Mehr Bewahrer als Besitzer
Den Menschen möchte er etwas zurückgeben, auch der Stadt. „Mich erfasst eine Verpflichtung“, erklärt der Inhaber von „mary rose“ und ergänzt: „Alle Menschen, denen das Haus einmal gehört hat, hingen daran.“ So sieht er sich weniger als Besitzer denn als Bewahrer eines Hauses, dessen Geschehnisse ihn feinfühliger, aufmerksamer gemacht haben. „Du lernst mit der Zeit, so ein Haus zu lesen, und versuchst zu verstehen“, sagt er. Nichtsdestotrotz ist es für ihn ein spannendes Abenteuer mit immer neuen Überraschungen und Impulsen: „Der eine gibt sein Geld für ein Ferienhaus auf Mallorca aus, ich halt für ein altes Haus in Dornbirn.“ Und – nein: Bereut hat Stefan Grabher den Kauf noch keine Sekunde.

Das Schlossguggerhaus
Dieses älteste erhaltene Bauwerk in Dornbirn und stammt aus dem Hochmittelalter. Das Gebäude ist in Ständerbauweise errichtet und gilt als eines der ältesten Bauwerke dieser Art in Österreich. Es befindet sich an der Sebastianstraße 24 im Stadtteil Oberdorf, nahe den Überresten des Oberdorfer Turms. Das Gebäude wurde um 1292 errichtet; seine Entstehung im 13. Jahrhundert haben dendrochronologische Untersuchungen im Jahr 2010 bestätigt. Zuvor wurde lange Zeit das 15. Jahrhundert als Erbauungs-
zeitraum geführt.
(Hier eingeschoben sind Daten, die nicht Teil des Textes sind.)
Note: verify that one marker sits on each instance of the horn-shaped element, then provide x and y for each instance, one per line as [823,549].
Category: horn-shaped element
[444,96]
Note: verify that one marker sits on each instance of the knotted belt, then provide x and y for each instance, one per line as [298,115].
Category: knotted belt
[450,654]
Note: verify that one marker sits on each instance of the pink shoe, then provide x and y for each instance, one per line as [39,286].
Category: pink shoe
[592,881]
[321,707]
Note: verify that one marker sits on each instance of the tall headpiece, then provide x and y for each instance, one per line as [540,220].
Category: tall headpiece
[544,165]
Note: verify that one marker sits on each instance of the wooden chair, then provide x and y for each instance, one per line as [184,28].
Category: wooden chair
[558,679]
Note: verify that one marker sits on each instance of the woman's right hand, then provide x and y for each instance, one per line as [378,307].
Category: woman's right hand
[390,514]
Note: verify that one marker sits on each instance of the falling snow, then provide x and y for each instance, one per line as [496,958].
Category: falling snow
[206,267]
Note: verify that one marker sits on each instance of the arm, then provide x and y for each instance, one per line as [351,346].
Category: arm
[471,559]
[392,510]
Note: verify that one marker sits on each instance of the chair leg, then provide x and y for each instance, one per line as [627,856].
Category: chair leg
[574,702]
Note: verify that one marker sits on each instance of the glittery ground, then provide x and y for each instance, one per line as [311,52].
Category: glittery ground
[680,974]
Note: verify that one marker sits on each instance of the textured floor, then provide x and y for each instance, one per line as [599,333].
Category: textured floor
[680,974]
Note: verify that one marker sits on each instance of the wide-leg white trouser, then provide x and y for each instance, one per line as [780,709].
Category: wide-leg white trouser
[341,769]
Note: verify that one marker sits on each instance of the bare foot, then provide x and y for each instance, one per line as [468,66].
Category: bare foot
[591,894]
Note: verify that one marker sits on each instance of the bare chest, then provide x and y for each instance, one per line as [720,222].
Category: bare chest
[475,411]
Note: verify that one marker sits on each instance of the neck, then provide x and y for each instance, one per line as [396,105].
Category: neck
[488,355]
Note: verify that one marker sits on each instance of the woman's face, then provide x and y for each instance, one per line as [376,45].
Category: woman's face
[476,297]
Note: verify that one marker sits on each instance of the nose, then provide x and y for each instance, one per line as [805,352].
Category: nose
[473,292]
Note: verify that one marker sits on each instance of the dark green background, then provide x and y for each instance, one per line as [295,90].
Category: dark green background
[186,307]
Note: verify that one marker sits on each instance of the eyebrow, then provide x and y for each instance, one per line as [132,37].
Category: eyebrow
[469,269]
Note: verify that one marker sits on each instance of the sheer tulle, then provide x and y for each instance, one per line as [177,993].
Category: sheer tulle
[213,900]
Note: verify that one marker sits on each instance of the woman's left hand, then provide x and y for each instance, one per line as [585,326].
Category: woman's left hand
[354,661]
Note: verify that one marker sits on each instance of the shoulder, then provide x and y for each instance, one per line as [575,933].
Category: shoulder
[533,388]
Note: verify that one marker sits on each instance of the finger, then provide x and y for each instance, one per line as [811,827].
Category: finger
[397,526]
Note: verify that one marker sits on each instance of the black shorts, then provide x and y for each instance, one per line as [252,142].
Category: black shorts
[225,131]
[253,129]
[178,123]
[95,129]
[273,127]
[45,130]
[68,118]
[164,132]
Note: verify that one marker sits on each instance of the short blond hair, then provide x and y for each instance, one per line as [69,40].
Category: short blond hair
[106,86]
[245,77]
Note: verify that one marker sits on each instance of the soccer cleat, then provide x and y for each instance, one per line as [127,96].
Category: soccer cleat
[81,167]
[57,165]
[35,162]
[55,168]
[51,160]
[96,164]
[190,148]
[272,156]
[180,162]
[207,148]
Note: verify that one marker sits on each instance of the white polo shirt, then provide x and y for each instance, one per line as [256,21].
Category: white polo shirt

Seit 1967 steht es unter Denkmalschutz. Der Name „Schlossguggerhaus“ könnte darauf hinweisen, dass es einst
als Behausung eines Schlossaufsehers diente. Wahrscheinlich war es im Besitz des Grafen von Hohenems, der es als Verwal-
tungsgebäude nutzte. Eine Sage berichtet von einem unterirdischen Gang zum Oberdorfer Turm, in
dem während der Franzosenkriege Schmuck versteckt wurde. Architektonisch besteht das Schlossguggerhaus aus einer spätromanischen Bohlenständerkonstruktion, die ursprünglich vollständig aus Holz bestand, aber im Laufe der Zeit zu einem „Holz-Stein-Mischbau“ umgebaut wurde.